Here’s the basic idea behind timeout: while the code you wrapped inside timeout is running, a second thread is created that sleeps for amount of time you specfied. If the timeout is reached before your code finishes, second thread wakes up and it’ll tell the main thread to stop whatever it’s doing. If your code finishes before the second thread wakes up, the second thread is killed as its function to timeout is no longer needed and your code resumes as if nothing happened.

3. Implementation

So the question is, how does one thread stop another thread’s task? The short answer is Thread#raise

The longer answer is that Thread#raise first adds an exception to the interrupt queue of the target thread. Then at some point in the time, the target thread will check this interrupt queue. When it sees that there’s an exception, it will raise it. By doing so, the thread doesn’t complete its previous operation and thus the timeout is respected.

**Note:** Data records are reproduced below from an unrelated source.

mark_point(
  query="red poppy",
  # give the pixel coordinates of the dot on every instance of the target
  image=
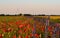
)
(20, 26)
(14, 36)
(4, 30)
(49, 28)
(19, 36)
(26, 36)
(0, 35)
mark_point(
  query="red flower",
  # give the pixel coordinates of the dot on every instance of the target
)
(20, 36)
(18, 22)
(28, 26)
(20, 26)
(20, 31)
(4, 30)
(49, 28)
(14, 36)
(36, 35)
(26, 36)
(0, 35)
(9, 29)
(25, 29)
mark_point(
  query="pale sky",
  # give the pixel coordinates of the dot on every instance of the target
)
(30, 6)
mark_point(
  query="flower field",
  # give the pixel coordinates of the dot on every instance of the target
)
(27, 27)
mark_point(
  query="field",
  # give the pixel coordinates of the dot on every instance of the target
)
(29, 26)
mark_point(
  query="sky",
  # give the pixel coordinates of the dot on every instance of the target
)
(47, 7)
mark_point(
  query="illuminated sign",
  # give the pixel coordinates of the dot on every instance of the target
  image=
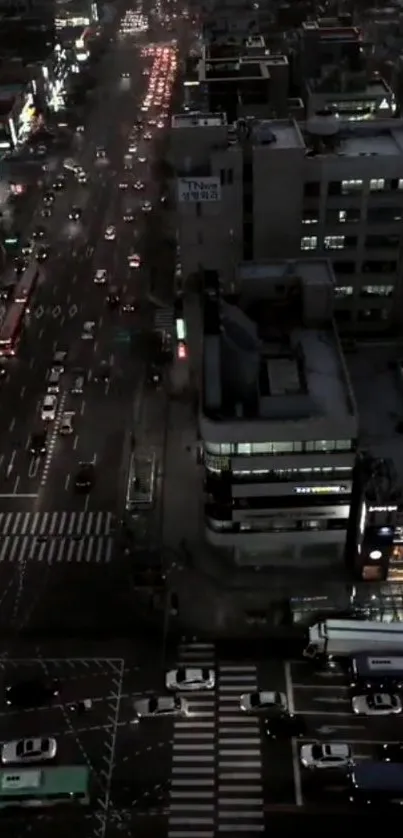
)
(199, 190)
(180, 329)
(320, 490)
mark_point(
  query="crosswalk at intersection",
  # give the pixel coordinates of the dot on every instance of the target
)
(216, 783)
(56, 537)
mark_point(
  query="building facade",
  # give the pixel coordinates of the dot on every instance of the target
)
(278, 421)
(324, 189)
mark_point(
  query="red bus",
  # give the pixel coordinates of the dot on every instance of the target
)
(26, 285)
(10, 329)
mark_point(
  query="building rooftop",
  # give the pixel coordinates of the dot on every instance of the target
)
(232, 69)
(266, 357)
(279, 133)
(198, 120)
(377, 380)
(348, 84)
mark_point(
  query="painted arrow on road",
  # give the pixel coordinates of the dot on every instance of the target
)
(332, 728)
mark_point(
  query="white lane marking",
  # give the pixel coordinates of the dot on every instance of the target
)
(294, 748)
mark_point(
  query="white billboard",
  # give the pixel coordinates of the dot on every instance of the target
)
(195, 190)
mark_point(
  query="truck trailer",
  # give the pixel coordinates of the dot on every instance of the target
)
(346, 638)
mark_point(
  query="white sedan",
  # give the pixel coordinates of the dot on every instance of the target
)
(28, 750)
(100, 276)
(376, 704)
(48, 409)
(66, 424)
(190, 679)
(325, 755)
(259, 702)
(163, 705)
(134, 260)
(88, 330)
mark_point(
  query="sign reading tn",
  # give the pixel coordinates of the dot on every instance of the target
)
(192, 190)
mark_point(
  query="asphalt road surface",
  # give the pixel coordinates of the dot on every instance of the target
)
(46, 527)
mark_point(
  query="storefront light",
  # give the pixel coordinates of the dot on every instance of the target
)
(12, 131)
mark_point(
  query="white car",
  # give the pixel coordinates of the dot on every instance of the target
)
(49, 407)
(28, 750)
(134, 260)
(376, 704)
(258, 702)
(59, 359)
(325, 755)
(100, 277)
(27, 248)
(163, 705)
(190, 679)
(110, 233)
(66, 424)
(88, 330)
(54, 380)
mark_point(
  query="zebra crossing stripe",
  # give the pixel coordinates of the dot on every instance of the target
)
(90, 549)
(55, 524)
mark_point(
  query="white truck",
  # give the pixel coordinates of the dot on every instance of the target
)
(346, 638)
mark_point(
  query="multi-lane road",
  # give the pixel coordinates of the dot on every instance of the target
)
(44, 524)
(200, 776)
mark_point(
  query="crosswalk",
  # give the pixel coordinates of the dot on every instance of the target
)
(216, 785)
(164, 320)
(239, 769)
(192, 803)
(56, 523)
(56, 537)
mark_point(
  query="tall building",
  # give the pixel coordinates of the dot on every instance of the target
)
(323, 189)
(27, 29)
(278, 419)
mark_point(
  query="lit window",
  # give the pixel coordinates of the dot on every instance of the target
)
(348, 186)
(244, 448)
(377, 184)
(309, 242)
(334, 242)
(377, 290)
(310, 217)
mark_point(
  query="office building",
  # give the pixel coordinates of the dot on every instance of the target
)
(324, 189)
(278, 419)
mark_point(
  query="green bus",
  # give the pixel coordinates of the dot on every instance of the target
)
(37, 787)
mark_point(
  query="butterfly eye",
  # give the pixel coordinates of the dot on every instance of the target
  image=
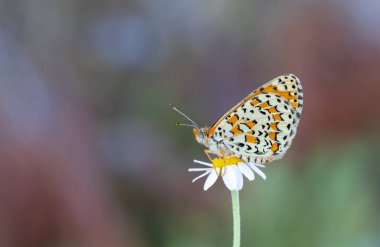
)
(201, 135)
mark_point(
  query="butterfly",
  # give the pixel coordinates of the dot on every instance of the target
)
(260, 128)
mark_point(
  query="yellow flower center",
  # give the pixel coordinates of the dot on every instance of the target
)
(226, 161)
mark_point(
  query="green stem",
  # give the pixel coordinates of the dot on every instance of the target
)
(236, 217)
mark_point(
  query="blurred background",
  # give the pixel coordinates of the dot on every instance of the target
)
(89, 151)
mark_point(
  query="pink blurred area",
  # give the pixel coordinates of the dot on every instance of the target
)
(86, 136)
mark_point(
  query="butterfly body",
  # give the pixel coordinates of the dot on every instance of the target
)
(261, 127)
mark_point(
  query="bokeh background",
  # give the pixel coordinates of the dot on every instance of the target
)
(89, 151)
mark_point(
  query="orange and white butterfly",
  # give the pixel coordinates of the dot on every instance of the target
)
(258, 129)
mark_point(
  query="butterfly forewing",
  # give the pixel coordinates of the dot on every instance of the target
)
(262, 126)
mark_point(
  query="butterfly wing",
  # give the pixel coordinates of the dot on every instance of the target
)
(262, 126)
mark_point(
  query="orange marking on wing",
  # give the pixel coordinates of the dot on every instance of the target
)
(236, 131)
(232, 120)
(264, 105)
(274, 126)
(277, 117)
(250, 139)
(272, 109)
(272, 135)
(255, 102)
(250, 124)
(274, 147)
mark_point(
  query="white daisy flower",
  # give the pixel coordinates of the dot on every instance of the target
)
(230, 169)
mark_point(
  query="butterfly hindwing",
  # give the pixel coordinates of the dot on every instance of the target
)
(264, 123)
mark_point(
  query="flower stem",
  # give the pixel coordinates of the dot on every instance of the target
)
(236, 217)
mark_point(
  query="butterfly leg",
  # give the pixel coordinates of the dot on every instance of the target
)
(207, 152)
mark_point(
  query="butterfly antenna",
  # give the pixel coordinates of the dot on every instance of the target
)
(183, 114)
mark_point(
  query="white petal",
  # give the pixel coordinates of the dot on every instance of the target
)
(259, 165)
(211, 179)
(257, 170)
(202, 163)
(233, 179)
(201, 176)
(198, 169)
(244, 168)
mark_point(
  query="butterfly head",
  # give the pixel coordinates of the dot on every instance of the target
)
(201, 135)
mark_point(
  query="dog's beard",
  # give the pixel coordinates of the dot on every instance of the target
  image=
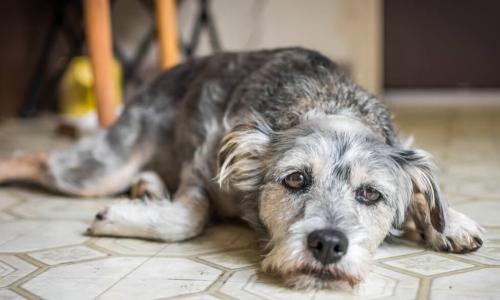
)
(298, 269)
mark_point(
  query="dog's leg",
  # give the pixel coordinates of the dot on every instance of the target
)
(28, 167)
(460, 233)
(171, 220)
(102, 164)
(148, 184)
(441, 227)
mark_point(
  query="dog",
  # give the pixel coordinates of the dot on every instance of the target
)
(279, 138)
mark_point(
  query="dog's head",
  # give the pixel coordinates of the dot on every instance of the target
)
(328, 191)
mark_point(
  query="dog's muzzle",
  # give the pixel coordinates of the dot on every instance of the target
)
(327, 245)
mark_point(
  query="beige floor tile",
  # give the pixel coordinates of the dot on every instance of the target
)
(381, 283)
(6, 294)
(42, 205)
(13, 268)
(234, 259)
(162, 277)
(66, 255)
(216, 238)
(480, 284)
(428, 264)
(85, 280)
(21, 236)
(395, 248)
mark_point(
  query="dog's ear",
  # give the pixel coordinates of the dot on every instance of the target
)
(428, 207)
(241, 156)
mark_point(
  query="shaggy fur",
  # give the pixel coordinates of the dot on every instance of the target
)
(222, 135)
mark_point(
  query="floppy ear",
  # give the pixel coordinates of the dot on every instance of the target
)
(440, 226)
(428, 207)
(241, 156)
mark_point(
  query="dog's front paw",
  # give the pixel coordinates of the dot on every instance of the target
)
(102, 224)
(461, 235)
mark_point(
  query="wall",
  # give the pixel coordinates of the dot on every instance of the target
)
(348, 31)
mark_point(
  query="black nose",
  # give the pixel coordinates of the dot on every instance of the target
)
(327, 245)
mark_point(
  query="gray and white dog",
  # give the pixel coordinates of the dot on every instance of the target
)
(279, 138)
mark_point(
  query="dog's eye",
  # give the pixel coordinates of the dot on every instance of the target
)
(368, 195)
(296, 181)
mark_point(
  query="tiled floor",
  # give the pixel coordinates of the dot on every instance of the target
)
(44, 254)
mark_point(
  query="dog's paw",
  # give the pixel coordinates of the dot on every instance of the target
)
(461, 235)
(102, 224)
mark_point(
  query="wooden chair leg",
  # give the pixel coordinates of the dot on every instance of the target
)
(98, 33)
(166, 18)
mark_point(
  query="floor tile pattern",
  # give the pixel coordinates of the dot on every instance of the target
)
(44, 252)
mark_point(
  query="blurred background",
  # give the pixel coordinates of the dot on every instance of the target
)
(394, 48)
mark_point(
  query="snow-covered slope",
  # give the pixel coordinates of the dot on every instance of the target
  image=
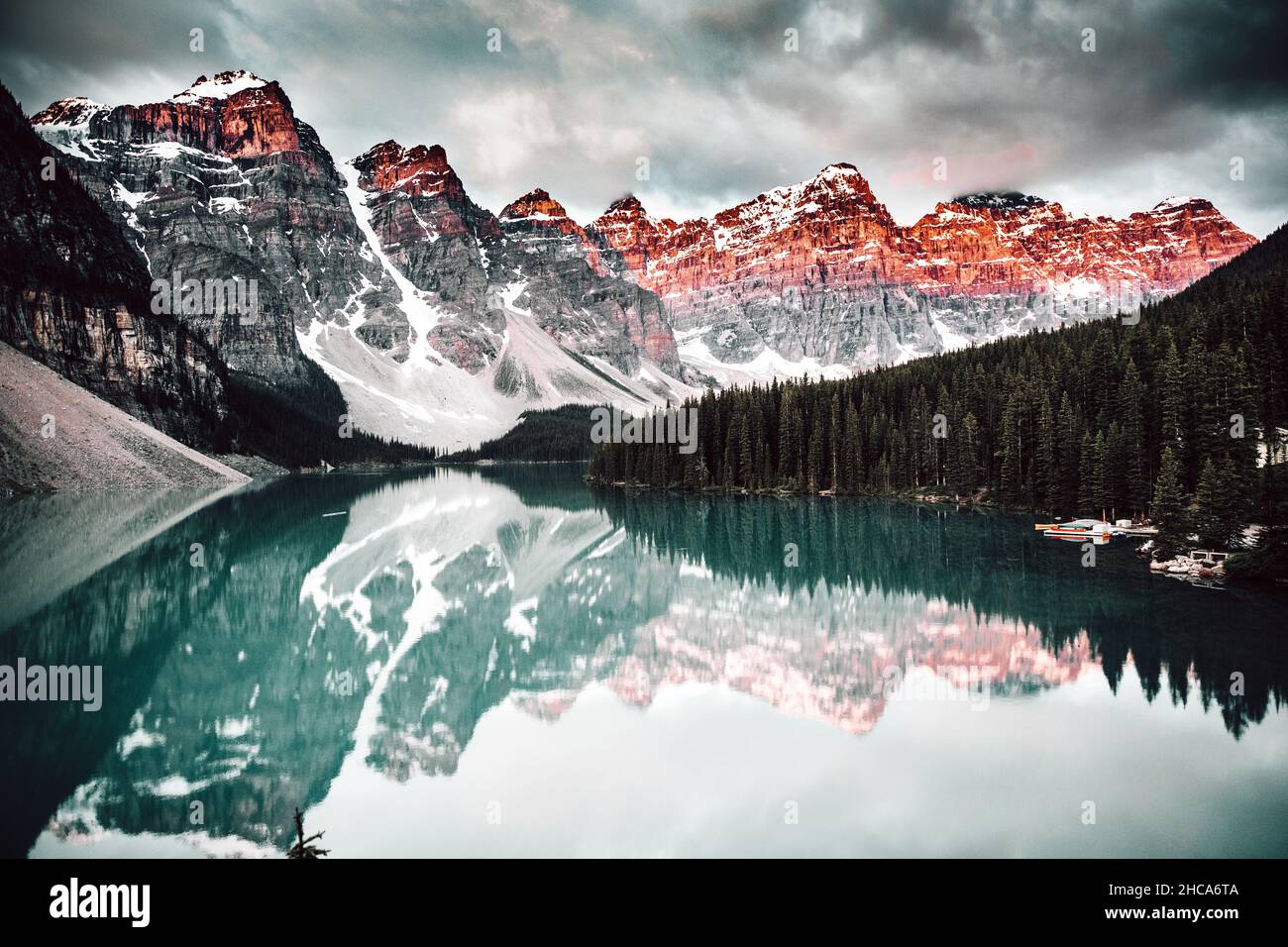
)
(425, 398)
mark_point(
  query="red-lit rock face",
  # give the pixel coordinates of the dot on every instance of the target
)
(235, 114)
(831, 232)
(541, 224)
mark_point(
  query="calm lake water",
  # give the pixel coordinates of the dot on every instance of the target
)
(513, 664)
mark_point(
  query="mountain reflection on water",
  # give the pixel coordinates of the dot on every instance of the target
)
(312, 650)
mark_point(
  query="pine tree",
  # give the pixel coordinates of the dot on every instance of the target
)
(1168, 509)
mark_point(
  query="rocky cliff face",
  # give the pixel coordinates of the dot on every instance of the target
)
(72, 298)
(819, 273)
(433, 317)
(477, 266)
(222, 182)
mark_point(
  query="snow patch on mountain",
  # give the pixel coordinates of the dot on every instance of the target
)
(220, 86)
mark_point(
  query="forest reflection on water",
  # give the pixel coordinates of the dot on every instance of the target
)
(509, 663)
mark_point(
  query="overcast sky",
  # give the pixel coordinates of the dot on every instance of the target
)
(709, 94)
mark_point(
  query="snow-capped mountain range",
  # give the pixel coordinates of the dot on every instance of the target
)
(442, 321)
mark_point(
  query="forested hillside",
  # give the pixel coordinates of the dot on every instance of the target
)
(1100, 416)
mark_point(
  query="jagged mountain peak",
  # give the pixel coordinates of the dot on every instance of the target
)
(999, 200)
(219, 86)
(537, 204)
(1181, 202)
(390, 166)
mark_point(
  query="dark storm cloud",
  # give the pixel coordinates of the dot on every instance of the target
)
(721, 110)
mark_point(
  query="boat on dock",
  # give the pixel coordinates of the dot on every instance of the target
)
(1096, 531)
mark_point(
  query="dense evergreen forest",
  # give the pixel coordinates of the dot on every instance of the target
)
(562, 433)
(1163, 416)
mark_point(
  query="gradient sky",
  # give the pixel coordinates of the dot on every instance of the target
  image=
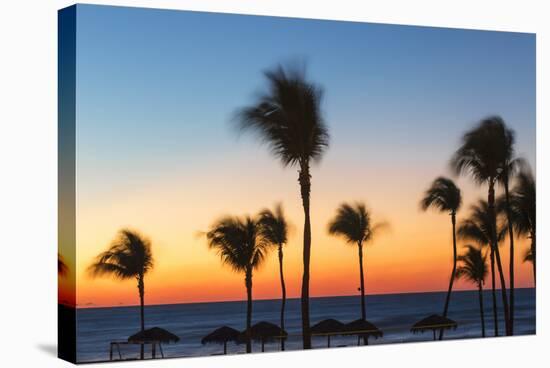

So essentially, any task inside Timeout::timeout needs to check the interrupt queue periodically so that it’ll know when to stop doing its current instruction. It’s trivial to check this queue when a task is performing a long running CPU task as it can just call a function in between function calls. But when a task is blocked on IO or wait, then it becomes trickier. We shall see in a moment on how this is handled.

To make things clearer, let’s look at the diagram below:

Thread#raise diagram

Using our example in the beginning, the Main thread is the one performing the Typhoeus method call, which is labelled as “long task”. Before it performs its task, Main thread will need to register an “unblock function” if it’s doing a blocking IO/wait operation. Timeout::timeout creates a second thread which sleeps for N seconds, and once it wakes up, it calls Thread#raise. This method actually does two things: “queue interrupt”, which adds exception to interrupt queue and “call unblock function”, which calls the unblock function that the Main thread registered if it did setup one. This will unblock the Main thread if it is blocked.

Now if we go back and look at Main thread column, we see that all it needs to do is make sure to check the “interrupt queue” periodically so that it can raise an exception when added by another thread. And if the main thread is blocked, the “unblock function” called by second thread will unblock it, enabling it to check the queue.

4. Looking into the Source

To verify that what we have modeled so far in the diagram above is correct, we can look at the source.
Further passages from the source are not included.